The labyrinthine installation is one of several features in Sara's engaging art project showcasing the culture, science, and worldview of the Sámi, Europe's only Indigenous people. Traditionally mobile, the Sámi number roughly 100,000 people ranged across the Norwegian north, Finland, the Swedish Lapland, and the Russian Arctic (an area they call Sápmi). They've endured discrimination, forced assimilation, and eradication of their tongue by all four countries. With an emphasis on the reindeer, an creature at the heart of the Sámi cosmology and origin tale, the art also spotlights the community's struggles connected to the climate crisis, land dispossession, and colonialism.

Metaphor in Elements

On the lengthy entrance slope, there's a soaring, eighty-five-foot sculpture of skins trapped by electrical wires. It serves as a analogy for the governance and financial structures constraining the Sámi. Partly a utility pole, part spiritual ascent, this section of the artwork, named Goavve-, refers to the Sámi term for an extreme weather phenomenon, whereby solid sheets of ice form as varying weather liquefy and solidify again the snow, encasing the reindeers' main winter nourishment, moss. Goavvi is a consequence of planetary warming, which is happening up to at an accelerated rate in the Far North than elsewhere.
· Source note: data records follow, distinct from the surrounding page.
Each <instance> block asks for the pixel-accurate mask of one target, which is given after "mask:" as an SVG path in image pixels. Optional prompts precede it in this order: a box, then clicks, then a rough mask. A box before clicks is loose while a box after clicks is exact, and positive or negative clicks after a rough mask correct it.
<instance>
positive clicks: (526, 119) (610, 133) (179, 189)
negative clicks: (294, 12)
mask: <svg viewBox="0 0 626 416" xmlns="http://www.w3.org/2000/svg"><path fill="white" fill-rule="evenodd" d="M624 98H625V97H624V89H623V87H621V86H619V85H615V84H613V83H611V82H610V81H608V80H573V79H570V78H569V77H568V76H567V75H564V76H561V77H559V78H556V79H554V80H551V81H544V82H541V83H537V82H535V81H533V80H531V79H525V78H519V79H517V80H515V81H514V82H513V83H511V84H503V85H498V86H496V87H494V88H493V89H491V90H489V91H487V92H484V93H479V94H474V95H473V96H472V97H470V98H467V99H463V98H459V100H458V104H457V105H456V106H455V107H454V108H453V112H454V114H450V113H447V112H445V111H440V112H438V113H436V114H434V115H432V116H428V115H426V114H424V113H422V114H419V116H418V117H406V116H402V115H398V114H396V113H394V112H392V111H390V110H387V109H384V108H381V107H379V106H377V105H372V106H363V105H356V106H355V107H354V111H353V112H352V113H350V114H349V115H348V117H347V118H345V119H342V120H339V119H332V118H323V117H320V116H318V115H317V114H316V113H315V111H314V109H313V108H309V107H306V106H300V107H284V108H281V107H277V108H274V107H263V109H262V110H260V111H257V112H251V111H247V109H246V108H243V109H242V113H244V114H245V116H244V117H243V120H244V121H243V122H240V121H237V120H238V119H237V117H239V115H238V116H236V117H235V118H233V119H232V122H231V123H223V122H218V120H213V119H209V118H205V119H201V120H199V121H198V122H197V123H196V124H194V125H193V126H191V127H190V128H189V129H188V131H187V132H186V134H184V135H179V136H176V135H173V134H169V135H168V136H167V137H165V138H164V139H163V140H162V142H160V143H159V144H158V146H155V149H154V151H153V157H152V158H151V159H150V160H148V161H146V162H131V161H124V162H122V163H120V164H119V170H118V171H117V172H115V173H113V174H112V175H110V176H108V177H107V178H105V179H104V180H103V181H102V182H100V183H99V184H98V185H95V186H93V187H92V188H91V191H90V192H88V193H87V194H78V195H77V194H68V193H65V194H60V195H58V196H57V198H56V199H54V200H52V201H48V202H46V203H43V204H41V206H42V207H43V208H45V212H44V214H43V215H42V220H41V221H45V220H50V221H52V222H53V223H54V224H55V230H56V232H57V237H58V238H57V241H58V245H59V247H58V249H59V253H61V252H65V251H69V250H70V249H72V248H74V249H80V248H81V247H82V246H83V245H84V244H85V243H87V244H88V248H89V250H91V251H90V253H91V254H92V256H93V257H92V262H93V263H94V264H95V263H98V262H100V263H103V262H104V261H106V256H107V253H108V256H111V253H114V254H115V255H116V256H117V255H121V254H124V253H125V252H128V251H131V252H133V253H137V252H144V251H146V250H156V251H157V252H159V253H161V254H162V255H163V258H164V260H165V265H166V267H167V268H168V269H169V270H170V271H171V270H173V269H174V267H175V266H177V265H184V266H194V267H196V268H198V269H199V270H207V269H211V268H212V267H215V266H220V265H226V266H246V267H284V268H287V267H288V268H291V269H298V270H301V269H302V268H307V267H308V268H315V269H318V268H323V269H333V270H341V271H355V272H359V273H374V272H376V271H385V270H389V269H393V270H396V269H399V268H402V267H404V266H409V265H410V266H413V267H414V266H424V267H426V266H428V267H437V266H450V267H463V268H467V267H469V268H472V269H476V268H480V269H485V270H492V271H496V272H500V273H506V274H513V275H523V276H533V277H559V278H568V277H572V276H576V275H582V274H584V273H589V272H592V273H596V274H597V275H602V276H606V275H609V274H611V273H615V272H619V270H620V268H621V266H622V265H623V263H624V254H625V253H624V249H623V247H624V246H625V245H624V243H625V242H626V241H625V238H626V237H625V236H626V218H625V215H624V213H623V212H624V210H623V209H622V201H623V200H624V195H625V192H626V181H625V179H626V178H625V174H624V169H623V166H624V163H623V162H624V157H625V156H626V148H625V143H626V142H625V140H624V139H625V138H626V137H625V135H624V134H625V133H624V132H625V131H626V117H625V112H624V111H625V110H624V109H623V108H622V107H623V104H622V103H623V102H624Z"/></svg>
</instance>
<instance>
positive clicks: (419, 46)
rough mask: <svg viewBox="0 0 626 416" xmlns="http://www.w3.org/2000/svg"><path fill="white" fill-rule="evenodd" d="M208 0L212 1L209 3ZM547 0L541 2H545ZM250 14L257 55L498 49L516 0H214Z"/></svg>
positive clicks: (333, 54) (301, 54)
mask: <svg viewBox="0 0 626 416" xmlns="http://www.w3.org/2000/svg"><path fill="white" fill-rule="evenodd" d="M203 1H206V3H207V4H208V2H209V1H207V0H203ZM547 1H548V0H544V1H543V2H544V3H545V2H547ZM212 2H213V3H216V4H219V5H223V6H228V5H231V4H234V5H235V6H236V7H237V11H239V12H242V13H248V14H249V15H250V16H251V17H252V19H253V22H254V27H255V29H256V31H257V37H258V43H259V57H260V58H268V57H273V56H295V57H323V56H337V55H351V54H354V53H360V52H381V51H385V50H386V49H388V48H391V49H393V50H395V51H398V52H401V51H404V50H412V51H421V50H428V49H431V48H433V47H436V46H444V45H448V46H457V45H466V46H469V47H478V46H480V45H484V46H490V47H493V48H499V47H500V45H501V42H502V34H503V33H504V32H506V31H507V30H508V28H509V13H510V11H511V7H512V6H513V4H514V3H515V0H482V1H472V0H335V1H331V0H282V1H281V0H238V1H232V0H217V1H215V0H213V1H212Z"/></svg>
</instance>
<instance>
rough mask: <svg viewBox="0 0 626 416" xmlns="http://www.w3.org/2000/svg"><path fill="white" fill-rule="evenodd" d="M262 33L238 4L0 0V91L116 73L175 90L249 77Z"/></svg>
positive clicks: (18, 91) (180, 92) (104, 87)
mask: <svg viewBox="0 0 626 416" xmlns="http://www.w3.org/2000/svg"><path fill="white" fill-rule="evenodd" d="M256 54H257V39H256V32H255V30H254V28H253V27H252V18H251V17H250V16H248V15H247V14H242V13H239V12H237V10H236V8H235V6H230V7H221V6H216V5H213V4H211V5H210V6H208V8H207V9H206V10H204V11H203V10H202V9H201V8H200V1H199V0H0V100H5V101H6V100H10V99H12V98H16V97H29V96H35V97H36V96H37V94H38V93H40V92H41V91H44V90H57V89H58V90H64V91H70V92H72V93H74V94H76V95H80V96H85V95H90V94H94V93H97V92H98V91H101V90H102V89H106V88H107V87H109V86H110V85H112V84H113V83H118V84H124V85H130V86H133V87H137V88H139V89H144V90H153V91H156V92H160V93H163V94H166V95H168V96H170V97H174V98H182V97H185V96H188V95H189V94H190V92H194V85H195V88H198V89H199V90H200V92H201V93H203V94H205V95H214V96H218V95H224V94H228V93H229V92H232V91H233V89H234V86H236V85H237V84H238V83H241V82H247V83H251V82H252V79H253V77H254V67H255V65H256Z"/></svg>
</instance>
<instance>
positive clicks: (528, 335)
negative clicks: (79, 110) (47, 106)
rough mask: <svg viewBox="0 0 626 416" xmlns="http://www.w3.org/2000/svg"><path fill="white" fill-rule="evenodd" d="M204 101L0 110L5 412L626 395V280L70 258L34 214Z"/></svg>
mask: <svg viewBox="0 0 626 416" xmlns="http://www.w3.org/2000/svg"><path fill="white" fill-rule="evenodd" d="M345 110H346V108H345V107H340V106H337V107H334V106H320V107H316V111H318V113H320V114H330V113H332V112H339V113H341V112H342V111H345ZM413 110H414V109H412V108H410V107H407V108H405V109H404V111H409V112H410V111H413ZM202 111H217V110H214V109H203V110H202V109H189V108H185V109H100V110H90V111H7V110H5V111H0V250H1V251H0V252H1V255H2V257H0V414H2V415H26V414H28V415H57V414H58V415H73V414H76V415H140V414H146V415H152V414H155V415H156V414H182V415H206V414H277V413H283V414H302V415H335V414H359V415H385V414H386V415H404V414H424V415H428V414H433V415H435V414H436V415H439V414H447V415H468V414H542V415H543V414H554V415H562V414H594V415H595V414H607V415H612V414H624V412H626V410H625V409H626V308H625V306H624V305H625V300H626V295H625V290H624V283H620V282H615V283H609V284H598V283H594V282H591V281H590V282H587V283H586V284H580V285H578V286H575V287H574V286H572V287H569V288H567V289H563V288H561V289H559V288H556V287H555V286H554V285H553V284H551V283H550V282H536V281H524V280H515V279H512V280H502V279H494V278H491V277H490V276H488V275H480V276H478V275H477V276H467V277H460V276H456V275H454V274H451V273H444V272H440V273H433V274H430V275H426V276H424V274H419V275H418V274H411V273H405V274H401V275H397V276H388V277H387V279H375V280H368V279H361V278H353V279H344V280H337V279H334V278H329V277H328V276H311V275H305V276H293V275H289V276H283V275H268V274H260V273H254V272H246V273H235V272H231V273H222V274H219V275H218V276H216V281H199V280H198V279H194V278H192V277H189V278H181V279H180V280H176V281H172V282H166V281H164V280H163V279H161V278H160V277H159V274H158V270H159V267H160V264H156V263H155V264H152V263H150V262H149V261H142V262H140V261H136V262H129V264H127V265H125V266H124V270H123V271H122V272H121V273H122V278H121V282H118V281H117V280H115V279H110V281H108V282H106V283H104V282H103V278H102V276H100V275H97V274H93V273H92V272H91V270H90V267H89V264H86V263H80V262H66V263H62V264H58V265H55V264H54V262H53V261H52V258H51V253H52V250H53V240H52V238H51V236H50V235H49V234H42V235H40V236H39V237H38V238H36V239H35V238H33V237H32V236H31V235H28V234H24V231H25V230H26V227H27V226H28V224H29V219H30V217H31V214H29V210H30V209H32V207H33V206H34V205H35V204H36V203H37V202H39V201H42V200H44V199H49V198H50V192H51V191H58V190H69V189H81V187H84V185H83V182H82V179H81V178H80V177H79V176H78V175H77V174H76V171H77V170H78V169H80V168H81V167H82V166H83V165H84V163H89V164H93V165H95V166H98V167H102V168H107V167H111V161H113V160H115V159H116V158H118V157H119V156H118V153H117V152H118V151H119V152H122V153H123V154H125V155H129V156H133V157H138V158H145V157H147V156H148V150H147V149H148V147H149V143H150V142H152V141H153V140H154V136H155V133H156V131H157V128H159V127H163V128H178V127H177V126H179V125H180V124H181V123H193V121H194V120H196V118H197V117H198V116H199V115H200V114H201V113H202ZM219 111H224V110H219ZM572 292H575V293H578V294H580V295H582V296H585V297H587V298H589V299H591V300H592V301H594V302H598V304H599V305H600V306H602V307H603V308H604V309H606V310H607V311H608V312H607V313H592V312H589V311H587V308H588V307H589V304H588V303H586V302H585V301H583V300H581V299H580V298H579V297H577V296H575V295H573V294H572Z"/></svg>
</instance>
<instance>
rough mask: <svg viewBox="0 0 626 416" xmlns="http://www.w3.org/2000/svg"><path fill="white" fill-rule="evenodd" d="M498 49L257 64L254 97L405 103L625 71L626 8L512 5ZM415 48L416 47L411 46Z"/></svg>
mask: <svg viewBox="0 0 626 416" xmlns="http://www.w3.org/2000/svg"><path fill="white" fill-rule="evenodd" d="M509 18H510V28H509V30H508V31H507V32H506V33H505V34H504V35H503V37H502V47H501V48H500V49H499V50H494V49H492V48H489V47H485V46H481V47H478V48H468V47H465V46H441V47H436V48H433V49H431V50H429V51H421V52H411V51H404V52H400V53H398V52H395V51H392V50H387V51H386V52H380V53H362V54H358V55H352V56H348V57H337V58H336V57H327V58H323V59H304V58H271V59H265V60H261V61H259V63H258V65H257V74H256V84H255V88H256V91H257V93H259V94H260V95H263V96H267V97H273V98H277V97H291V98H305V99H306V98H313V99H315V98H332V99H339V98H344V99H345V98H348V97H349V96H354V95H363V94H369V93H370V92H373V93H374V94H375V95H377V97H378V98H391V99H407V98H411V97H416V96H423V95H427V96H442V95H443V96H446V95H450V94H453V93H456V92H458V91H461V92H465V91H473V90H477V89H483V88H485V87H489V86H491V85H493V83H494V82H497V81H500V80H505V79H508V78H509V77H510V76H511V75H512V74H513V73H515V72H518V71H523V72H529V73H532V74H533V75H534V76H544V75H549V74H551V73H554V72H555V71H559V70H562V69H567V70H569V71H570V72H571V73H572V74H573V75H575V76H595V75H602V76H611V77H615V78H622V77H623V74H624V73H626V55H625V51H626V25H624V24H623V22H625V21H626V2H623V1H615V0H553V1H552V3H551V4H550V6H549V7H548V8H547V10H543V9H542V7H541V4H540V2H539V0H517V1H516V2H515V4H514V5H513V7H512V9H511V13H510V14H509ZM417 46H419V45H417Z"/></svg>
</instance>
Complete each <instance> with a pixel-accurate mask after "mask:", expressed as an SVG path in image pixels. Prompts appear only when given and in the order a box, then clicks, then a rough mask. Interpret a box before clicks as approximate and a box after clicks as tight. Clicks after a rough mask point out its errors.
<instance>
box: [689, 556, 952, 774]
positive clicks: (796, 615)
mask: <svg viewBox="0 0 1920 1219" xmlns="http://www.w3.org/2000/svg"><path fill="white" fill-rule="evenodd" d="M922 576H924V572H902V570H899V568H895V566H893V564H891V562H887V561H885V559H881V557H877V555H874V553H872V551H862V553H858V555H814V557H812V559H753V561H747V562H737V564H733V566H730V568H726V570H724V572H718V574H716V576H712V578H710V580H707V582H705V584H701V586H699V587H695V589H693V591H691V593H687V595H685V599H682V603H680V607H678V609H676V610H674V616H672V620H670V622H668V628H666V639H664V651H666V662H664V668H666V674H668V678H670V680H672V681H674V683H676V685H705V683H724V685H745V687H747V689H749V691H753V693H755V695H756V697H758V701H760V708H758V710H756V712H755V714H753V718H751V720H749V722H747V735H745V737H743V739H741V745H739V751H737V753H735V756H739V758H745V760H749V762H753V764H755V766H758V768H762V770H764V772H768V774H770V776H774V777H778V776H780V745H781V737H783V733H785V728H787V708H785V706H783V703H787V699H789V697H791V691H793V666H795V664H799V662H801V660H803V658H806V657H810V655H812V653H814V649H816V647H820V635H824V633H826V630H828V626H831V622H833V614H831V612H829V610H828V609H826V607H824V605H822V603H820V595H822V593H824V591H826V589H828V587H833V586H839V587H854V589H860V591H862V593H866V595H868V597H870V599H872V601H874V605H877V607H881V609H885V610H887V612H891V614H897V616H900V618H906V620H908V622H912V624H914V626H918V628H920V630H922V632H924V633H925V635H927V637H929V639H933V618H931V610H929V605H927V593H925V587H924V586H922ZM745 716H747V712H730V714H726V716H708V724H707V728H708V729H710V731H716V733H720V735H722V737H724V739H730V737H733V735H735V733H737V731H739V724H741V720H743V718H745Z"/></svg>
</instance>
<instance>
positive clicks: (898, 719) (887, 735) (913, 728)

Three years ago, I met with Sara in a remote town during a goavvi winter and went with Sámi herders on their Arctic vehicles in freezing temperatures as they transported containers of supplementary feed on to the wind-scoured tundra to provide by hand. The herd crowded round us, digging the slippery ground in futility for vegetative pieces. This expensive and labour-intensive process is having a significant influence on animal rearing—and on the animals' independence. Yet the alternative is starvation. As goavvi winters become routine, reindeer are perishing—some from lack of food, others suffocating after falling into streams through prematurely melting ice. On one level, the installation is a monument to them. "Through the stacking of materials, in a way I'm bringing the condition to London," says Sara.

Diverging Worldviews

This artwork also emphasizes the stark difference between the western interpretation of energy as a asset to be utilized for economic benefit and livelihood and the Sámi philosophy of vitality as an innate essence in animals, humans, and nature. The gallery's past as a coal and oil power station is connected to this, as is what the Sámi consider green colonialism by Nordic countries. In their efforts to be exemplars for renewable energy, Scandinavian countries have locked horns with the Sámi over the building of turbine fields, water power facilities, and digging operations on their ancestral land; the Sámi assert their fundamental freedoms, incomes, and way of life are threatened. "It's hard being such a limited population to stand your ground when the reasons are based on environmental protection," Sara observes. "Extractivism has appropriated the language of ecology, but nonetheless it's just aiming to find better ways to maintain patterns of expenditure."

Personal Challenges

The artist and her family have personally conflicted with the national administration over its tightening policies on reindeer management. A few years ago, Sara's brother undertook a set of ultimately unsuccessful lawsuits over the required reduction of his herd, apparently to stop excessive feeding. To back him, Sara developed a extended set of creations named Pile O'Sápmi featuring a huge curtain of numerous reindeer skulls, which was exhibited at the the art exhibition Documenta 14 and later purchased by the National Museum of Oslo, where it resides in the entryway.

The Role of Art in Awareness

For many Sámi, art appears the sole domain in which they can be heard by people of other nations. Recently, Sara was {one of three|among a group of|

Natalie Crane
Natalie Crane

A seasoned casino analyst with over a decade of experience in game reviews and strategy development for online gambling platforms.